Raymond looked over his shoulder, registering amazement, either to see whether Mardell had heard what he had heard or to find out if she looked like a fugitive. She was chalk-white and solemn.

“What do you want?” Raymond asked.

“We want Sergeant Raymond Shaw.” Raymond stared at the door. His face began to fill with a claret flush that clashed unpleasantly with the Nile-green wallpaper directly beside him. “Open up!” the voice said.

“I will like hell open up,” Raymond said. “How dare you pound on this door at this time of the morning and issue your country constable’s orders? There are telephones in the lobby if you needed to make some kind of urgent inquiry. I said, how dare you?” The hauteur in Raymond’s voice held no bluster and its threat of implicit punishment startled the girl on the bed even more than the FBI’s arrival. “What the hell do you want from Sergeant Raymond Shaw?” he snarled.

“Well—uh—we have been asked—”

“Asked? Asked?”

“—we have been asked to see that you meet the Army plane which is being sent to pick you up at the Lambert Airport in an hour and fifteen minutes. At eight forty-five.”

“You couldn’t have called me from your home, or some law-school telephone booth?”

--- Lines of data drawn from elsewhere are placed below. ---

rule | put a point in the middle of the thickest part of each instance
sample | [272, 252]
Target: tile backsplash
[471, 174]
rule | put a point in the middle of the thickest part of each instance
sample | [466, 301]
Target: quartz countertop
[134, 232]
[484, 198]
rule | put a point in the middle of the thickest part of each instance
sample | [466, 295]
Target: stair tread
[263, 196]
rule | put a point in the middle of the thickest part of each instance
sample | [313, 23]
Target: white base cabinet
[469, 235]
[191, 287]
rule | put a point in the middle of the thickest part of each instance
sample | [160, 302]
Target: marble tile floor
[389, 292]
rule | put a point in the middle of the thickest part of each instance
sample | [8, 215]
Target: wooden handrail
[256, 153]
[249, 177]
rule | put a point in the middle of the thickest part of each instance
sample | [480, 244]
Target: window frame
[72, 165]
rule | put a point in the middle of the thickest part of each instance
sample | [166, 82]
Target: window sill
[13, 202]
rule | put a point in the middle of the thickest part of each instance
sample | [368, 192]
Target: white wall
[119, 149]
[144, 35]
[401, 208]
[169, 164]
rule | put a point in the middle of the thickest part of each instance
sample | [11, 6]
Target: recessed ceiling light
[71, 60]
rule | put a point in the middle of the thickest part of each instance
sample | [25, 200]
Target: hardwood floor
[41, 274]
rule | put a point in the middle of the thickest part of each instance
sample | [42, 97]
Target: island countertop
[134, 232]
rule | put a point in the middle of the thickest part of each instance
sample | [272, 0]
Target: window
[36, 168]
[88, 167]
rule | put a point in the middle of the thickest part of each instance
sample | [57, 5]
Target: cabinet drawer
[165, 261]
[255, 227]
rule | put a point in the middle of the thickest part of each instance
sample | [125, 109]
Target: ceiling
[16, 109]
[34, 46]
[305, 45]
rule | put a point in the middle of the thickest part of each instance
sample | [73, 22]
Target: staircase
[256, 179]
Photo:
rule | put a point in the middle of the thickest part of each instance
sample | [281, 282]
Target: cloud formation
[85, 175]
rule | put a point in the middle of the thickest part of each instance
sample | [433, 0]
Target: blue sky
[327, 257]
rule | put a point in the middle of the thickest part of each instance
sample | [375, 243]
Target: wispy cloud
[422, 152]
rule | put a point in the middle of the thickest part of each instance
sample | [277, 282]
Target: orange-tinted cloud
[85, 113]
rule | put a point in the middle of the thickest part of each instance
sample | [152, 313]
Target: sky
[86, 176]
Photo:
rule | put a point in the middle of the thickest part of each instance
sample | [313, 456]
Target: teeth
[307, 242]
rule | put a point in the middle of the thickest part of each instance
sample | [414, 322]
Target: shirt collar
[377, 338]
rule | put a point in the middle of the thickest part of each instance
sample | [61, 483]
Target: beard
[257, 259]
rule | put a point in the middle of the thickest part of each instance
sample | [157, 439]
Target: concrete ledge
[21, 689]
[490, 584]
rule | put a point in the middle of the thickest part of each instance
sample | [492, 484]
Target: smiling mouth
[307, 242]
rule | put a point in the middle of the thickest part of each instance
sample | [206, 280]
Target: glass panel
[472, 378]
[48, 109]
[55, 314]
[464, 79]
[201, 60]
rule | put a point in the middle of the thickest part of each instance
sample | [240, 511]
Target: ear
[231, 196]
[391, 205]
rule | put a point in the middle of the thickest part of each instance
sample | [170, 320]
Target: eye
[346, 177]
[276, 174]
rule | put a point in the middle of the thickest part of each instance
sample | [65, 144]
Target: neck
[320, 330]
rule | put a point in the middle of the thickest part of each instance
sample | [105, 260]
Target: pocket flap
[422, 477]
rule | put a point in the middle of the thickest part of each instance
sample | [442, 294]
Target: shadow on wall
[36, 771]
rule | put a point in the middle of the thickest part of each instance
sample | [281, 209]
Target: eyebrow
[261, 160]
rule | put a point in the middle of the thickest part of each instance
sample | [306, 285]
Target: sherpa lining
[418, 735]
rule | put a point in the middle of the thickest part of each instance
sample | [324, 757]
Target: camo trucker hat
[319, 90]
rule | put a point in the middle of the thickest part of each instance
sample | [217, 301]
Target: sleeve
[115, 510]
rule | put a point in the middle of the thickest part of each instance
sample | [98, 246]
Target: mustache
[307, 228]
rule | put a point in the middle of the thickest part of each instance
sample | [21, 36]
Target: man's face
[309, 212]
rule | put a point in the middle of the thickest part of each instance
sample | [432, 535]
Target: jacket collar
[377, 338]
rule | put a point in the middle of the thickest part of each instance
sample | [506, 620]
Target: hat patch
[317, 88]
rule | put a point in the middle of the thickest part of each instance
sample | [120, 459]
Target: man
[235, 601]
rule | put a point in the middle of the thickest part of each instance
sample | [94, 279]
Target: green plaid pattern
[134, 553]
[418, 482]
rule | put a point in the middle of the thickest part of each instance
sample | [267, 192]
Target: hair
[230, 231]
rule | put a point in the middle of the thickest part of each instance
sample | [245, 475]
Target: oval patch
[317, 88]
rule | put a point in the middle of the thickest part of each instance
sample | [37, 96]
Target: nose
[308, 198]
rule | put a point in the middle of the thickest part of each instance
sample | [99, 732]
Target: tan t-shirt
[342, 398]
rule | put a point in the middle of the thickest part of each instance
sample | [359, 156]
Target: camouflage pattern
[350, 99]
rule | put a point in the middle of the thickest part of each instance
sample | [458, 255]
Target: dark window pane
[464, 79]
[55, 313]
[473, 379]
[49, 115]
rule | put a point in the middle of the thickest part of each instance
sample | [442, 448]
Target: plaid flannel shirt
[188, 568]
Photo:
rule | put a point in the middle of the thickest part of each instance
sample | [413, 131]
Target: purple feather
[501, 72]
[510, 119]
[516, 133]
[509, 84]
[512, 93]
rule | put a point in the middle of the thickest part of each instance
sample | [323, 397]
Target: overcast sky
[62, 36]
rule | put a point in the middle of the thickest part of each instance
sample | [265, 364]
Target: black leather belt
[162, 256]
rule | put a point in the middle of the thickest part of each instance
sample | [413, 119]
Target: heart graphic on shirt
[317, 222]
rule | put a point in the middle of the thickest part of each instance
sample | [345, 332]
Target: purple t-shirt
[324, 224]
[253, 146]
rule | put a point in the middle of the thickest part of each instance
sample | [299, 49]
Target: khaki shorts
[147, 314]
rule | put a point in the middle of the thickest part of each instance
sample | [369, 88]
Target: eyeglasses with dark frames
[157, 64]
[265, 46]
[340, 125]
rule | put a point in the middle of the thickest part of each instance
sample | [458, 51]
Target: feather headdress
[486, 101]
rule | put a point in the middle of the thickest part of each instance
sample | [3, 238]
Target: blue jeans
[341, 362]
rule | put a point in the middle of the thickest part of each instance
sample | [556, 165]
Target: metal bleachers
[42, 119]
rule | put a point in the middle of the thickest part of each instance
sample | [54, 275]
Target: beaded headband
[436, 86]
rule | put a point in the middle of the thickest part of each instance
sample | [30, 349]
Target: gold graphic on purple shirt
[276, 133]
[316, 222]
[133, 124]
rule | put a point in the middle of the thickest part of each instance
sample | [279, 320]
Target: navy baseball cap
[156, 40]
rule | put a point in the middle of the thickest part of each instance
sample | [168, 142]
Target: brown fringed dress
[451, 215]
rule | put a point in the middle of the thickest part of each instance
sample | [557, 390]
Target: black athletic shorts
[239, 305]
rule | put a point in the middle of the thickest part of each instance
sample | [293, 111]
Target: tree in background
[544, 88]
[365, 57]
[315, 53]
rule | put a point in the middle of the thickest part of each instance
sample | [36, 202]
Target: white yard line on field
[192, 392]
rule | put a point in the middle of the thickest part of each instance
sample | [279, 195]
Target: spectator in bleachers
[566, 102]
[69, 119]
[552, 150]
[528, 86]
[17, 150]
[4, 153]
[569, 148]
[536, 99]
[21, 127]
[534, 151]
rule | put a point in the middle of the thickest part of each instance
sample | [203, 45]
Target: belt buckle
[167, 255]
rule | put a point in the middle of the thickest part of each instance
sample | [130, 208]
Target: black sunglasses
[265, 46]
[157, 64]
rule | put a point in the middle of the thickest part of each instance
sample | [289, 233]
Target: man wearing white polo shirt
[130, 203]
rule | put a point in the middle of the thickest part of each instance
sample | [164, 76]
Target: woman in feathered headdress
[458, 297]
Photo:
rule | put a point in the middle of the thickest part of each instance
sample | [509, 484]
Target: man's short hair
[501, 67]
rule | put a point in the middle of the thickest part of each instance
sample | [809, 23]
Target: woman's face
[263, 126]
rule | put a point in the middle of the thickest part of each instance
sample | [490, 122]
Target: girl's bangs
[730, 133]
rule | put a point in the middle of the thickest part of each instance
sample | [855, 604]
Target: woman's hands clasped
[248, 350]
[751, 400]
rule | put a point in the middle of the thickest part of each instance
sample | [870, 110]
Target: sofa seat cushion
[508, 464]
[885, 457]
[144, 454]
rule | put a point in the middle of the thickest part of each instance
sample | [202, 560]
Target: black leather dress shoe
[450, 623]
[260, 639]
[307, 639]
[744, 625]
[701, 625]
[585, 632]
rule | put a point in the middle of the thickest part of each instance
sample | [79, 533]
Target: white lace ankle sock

There was a strained silence, then: “We will not continue to discuss this with you from behind a door.” Raymond walked quickly to the telephone. He was stiff with anger, as though it had rusted his joints. He picked up the receiver and rattled the bar. He told the operator to please get him the Mayflower Hotel in Washington, D.C.

“Sergeant,” the voice said distinctly through the door, “we have orders to put you on that plane. Our orders are just as mandatory as any you ever got in the Army.”

“Listen to what I’m going to say on this phone, then we’ll talk about orders,” Raymond said nastily. “I don’t take any orders from the FBI or the Bureau of Printing and Engraving or the Division of Conservation and Wild Life, and if you have any written orders for me from the United States Army, slide them under the door. Then you can wait for me in the lobby, if you still think you have to, and the Air Force can wait for me at the airport until I make my mind up.”

“Now, just one minute here, son—” The voice had turned ominous.

“Did they tell you I am being flown to Washington to get a Medal of Honor at the White House?” Maybe that silly hunk of iron he had never asked for would be useful for something just once. This kind of a square bought that stuff. A Medal of Honor was like a lot of money; it was very hard to get, so it took on a lot of magic powers.

“Are you that Sergeant Shaw?”

“That’s me.” He spoke to the phone. “Right. I’ll hold on.”

“I’ll wait in the lobby,” the FBI man said. “I’ll be standing near the desk when you come down. Sorry.”

Holding the telephone and waiting for the call, Raymond sat down on the edge of the bed, then leaned over and kissed the girl very softly at a soft place right under her rigid right nipple, but he didn’t smile at her because he was preoccupied with the call. “Hello, Mayflower? This is St. Louis, Missouri, calling Senator John Iselin. Sergeant Raymond Shaw.” There was a short wait. “Hello, Mother. Put your husband on. It’s Raymond. I said put your husband on!” He waited.